Created attachment 1639715 [details] cloud-credential-operator pod logs Description of problem: 4.3.0-0.nightly-2019-11-25-153929 fresh cluster, CCOProvisioningFailed alert is found # oc -n openshift-monitoring get ep | grep alertmanager-main NAME ENDPOINTS AGE alertmanager-main 10.128.2.10:9095,10.129.2.13:9095,10.131.0.12:9095 6h31m # token=`oc -n openshift-monitoring sa get-token prometheus-k8s` # oc -n openshift-monitoring exec -c prometheus prometheus-k8s-1 -- curl -k -H "Authorization: Bearer $token" 'https://10.128.2.10:9095/api/v1/alerts' | jq ... { "labels": { "alertname": "CCOProvisioningFailed", "condition": "CredentialsProvisionFailure", "endpoint": "cco-metrics", "instance": "10.130.0.2:2112", "job": "cco-metrics", "namespace": "openshift-cloud-credential-operator", "pod": "cloud-credential-operator-7b4fd65dc5-z5z5q", "prometheus": "openshift-monitoring/k8s", "service": "cco-metrics", "severity": "warning" }, "annotations": { "summary": "CredentialsRequest(s) unable to be fulfilled" }, "startsAt": "2019-11-26T01:13:42.851606264Z", "endsAt": "2019-11-26T07:40:42.851606264Z", "generatorURL": "https://prometheus-k8s-openshift-monitoring.apps.juzhao-11-26.qe.devcluster.openshift.com/graph?g0.expr=cco_credentials_requests_conditions%7Bcondition%3D%22CredentialsProvisionFailure%22%7D+%3E+0&g0.tab=1", "status": { "state": "active", "silencedBy": [], "inhibitedBy": [] }, "receivers": [ "null" ], "fingerprint": "554807430686d598" } ... CCOProvisioningFailed detail ******************************* alert: CCOProvisioningFailed expr: cco_credentials_requests_conditions{condition="CredentialsProvisionFailure"} > 0 for: 5m labels: severity: warning annotations: summary: CredentialsRequest(s) unable to be fulfilled ******************************* cco_credentials_requests_conditions{condition="CredentialsProvisionFailure"} > 0 Element Value cco_credentials_requests_conditions{condition="CredentialsProvisionFailure",endpoint="cco-metrics",instance="10.130.0.2:2112",job="cco-metrics",namespace="openshift-cloud-credential-operator",pod="cloud-credential-operator-7b4fd65dc5-z5z5q",service="cco-metrics"} 1 logs see the attached file Version-Release number of selected component (if applicable): 4.3.0-0.nightly-2019-11-25-153929 How reproducible: Recently Steps to Reproduce: 1. See the description 2. 3. Actual results: CCOProvisioningFailed alert is found in a fresh cluster Expected results: no such alert Additional info:
This is the same as Bug 1781109, setting up dependency on that one as the 4.4 bug.

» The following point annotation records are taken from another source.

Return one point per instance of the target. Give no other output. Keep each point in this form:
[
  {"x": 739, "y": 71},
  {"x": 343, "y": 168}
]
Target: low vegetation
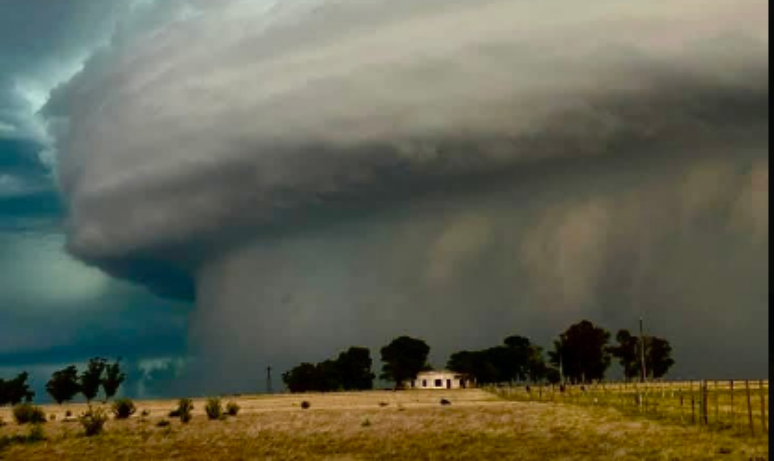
[
  {"x": 232, "y": 409},
  {"x": 184, "y": 410},
  {"x": 214, "y": 409},
  {"x": 123, "y": 408},
  {"x": 353, "y": 426},
  {"x": 93, "y": 421},
  {"x": 26, "y": 413}
]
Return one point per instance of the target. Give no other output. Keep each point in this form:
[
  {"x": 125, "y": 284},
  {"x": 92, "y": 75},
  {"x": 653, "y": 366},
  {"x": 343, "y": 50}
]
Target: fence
[{"x": 741, "y": 406}]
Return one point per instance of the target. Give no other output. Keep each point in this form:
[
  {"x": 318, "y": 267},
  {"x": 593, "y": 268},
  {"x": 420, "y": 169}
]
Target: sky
[{"x": 205, "y": 188}]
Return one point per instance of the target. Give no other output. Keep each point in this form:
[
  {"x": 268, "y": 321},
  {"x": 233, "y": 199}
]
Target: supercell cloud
[{"x": 455, "y": 169}]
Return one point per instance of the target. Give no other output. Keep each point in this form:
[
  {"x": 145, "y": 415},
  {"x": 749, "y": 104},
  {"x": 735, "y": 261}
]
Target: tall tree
[
  {"x": 16, "y": 391},
  {"x": 404, "y": 358},
  {"x": 113, "y": 379},
  {"x": 91, "y": 378},
  {"x": 63, "y": 385},
  {"x": 658, "y": 355},
  {"x": 354, "y": 369},
  {"x": 582, "y": 352}
]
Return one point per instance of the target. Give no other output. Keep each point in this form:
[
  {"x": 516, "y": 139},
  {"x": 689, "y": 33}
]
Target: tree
[
  {"x": 16, "y": 391},
  {"x": 91, "y": 378},
  {"x": 627, "y": 353},
  {"x": 113, "y": 379},
  {"x": 349, "y": 372},
  {"x": 582, "y": 352},
  {"x": 354, "y": 369},
  {"x": 63, "y": 385},
  {"x": 658, "y": 355},
  {"x": 404, "y": 358}
]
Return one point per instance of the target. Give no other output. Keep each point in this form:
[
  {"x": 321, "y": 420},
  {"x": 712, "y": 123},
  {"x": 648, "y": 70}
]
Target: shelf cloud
[{"x": 308, "y": 166}]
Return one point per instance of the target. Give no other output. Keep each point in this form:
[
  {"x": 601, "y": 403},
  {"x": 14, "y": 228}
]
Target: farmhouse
[{"x": 441, "y": 380}]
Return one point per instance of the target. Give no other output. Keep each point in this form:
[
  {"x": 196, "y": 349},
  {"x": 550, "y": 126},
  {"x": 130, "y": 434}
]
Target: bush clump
[
  {"x": 214, "y": 409},
  {"x": 232, "y": 409},
  {"x": 123, "y": 408},
  {"x": 184, "y": 410},
  {"x": 93, "y": 421},
  {"x": 27, "y": 413},
  {"x": 163, "y": 423},
  {"x": 37, "y": 434}
]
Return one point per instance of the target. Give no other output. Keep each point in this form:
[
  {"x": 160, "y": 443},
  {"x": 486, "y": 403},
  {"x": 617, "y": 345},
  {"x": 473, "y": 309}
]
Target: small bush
[
  {"x": 123, "y": 408},
  {"x": 185, "y": 410},
  {"x": 163, "y": 423},
  {"x": 27, "y": 413},
  {"x": 93, "y": 421},
  {"x": 214, "y": 409},
  {"x": 232, "y": 409},
  {"x": 37, "y": 434}
]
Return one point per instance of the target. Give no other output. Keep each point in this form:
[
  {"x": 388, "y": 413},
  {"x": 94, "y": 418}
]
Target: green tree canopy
[
  {"x": 91, "y": 379},
  {"x": 113, "y": 379},
  {"x": 658, "y": 355},
  {"x": 582, "y": 352},
  {"x": 404, "y": 358},
  {"x": 16, "y": 390},
  {"x": 63, "y": 385}
]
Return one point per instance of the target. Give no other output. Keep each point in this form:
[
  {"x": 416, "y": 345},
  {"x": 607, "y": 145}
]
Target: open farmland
[{"x": 383, "y": 425}]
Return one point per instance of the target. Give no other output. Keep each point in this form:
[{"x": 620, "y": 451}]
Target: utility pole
[
  {"x": 269, "y": 389},
  {"x": 642, "y": 349}
]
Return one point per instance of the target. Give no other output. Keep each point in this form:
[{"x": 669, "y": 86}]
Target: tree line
[
  {"x": 582, "y": 354},
  {"x": 68, "y": 383}
]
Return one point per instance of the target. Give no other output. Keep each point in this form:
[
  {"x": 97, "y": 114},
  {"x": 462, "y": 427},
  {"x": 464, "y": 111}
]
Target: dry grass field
[{"x": 383, "y": 425}]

The issue would be intermittent. Fundamentally what is happening is that once an alert fires (which wouldn't happen on every installation), the alert would never clear. You can force an alert by adding a CredentialsRequest object that points to a namespace that doesn't exist. apiVersion: cloudcredential.openshift.io/v1 kind: CredentialsRequest metadata: name: my-cred-request namespace: openshift-cloud-credential-operator spec: secretRef: name: my-cred-request-secret namespace: namespace-does-not-exist providerSpec: apiVersion: cloudcredential.openshift.io/v1 kind: AWSProviderSpec statementEntries: - effect: Allow action: - s3:CreateBucket - s3:DeleteBucket resource: "*" After a few minutes you should see the alert. Now you can either create the namespace to clear the alert, or delete the CredentialsRequest so there is no longer a CredentialsRequest in a bad state, and you would expect the alert to clear, but it never does (at least it doesn't clear without the changes in the PR).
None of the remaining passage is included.